Daily Thought from John Stott:
Instinctively we know that we cannot box God up in any conceptual framework of our own devising, and that if we think we have succeeded in doing so, then what we have in our box is not God. Our little minds cannot conceive him, let alone contain him. '"For my thoughts are not your thoughts, neither are your ways my ways" declares the LORD. "As the heavens are higher than the earth, so are my ways higher than your ways and my thoughts than your thoughts"' (Is. 55:8-9).

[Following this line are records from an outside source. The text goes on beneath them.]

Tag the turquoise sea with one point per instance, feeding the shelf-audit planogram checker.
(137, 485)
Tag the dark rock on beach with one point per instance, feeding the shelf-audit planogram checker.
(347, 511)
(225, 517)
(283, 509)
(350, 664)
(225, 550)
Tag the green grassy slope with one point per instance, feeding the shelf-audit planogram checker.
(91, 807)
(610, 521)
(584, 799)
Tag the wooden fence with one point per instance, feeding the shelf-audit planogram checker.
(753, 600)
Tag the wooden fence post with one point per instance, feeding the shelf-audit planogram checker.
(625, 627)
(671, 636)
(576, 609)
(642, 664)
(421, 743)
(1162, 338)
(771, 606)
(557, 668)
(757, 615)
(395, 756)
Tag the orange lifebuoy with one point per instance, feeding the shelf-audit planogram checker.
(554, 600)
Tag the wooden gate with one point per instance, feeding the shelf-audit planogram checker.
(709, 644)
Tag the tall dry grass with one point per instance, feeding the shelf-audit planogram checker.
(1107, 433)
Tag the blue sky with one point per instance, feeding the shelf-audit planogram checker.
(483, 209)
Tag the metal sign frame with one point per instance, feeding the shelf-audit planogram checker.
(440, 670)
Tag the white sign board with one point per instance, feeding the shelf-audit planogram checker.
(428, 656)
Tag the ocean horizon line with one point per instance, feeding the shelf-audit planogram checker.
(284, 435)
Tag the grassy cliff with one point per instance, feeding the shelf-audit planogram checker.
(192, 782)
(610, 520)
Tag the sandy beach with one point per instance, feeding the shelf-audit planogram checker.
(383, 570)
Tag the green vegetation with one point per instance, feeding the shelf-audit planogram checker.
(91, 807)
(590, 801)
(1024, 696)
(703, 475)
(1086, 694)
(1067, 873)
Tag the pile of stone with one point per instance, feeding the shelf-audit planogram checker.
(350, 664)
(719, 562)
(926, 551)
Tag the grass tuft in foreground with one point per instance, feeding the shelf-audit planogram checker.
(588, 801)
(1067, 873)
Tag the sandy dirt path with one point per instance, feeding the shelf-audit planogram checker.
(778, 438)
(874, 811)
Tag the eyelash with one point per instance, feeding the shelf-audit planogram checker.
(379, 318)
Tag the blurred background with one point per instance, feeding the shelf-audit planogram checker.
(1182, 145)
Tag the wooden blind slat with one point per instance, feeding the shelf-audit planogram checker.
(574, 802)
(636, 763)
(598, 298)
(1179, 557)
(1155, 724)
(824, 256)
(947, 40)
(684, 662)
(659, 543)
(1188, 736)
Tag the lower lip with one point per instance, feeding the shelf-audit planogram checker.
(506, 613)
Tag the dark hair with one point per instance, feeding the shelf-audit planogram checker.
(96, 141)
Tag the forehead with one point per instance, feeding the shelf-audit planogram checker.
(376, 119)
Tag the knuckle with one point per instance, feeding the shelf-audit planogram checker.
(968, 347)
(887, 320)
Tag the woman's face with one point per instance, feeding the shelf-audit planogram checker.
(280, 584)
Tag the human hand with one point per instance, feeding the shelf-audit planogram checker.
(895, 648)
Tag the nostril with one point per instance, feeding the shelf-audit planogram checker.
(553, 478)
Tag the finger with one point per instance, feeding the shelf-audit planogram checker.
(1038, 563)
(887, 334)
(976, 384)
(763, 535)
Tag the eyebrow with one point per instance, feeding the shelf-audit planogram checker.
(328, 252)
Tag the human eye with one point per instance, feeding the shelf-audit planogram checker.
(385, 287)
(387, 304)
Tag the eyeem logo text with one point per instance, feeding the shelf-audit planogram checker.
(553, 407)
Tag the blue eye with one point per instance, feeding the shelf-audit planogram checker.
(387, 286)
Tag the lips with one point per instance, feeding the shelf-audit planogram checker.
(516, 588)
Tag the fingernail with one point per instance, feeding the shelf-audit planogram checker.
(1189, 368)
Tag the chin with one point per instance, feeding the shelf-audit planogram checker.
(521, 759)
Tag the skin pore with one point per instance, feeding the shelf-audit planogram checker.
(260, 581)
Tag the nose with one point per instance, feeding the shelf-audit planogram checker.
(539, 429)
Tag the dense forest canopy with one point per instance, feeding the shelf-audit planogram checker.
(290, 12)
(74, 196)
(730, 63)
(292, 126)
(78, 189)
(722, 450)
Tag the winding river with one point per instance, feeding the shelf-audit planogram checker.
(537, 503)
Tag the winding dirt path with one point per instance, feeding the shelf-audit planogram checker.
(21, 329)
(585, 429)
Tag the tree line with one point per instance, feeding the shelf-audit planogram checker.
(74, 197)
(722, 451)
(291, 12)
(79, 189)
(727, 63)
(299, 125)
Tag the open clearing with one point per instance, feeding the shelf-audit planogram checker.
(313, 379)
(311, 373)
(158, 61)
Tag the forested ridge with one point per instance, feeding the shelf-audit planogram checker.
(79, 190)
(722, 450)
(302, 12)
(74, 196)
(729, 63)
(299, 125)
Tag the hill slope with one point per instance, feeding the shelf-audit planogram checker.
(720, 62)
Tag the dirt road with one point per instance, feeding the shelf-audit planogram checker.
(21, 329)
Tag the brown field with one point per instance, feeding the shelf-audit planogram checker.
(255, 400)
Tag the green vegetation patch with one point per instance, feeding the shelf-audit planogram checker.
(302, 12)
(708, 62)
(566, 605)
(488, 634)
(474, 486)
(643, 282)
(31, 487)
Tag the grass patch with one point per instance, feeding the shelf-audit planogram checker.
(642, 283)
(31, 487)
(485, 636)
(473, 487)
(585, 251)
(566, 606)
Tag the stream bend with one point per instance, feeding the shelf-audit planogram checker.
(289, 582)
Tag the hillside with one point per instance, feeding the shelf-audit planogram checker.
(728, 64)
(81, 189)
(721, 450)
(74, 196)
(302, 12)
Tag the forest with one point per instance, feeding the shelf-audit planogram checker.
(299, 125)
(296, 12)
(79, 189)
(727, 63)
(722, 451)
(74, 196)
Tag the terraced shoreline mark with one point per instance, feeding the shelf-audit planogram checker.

Even the fleeting glimpses we catch of him as he passes by in moments of ecstasy or pain, of beauty or wonder, of goodness or love, leave us tantalized by the fullness of the Reality beyond. Yet these glimpses are themselves a form of 'mediation'. For they are declarations of God through the glories of heaven and earth, through the intricate mechanisms of nature, through the complexities of the human situation in its combination of nobility and degradation, and through the whole range of our responses to it. These 'mediations' leave us dissatisfied, however. They point to heights we cannot scale, to depths we cannot
fathom. We need a mediation that is at once more concrete, more personal, more genuinely human. In a word, we need Jesus Christ. For however rich the reality we have ever seen or felt or thought or suspected, apart from Jesus Christ, God remains the Infinitely Beyond. Only once has this Beyond come personally into our midst, when the Eternal Word of God actually became a human being and lived among us. Only then did human eyes behold true 'glory' in human form, the radiance of ultimate personal reality, 'the glory of the One and Only, who came from the Father' (Jn. 1:14).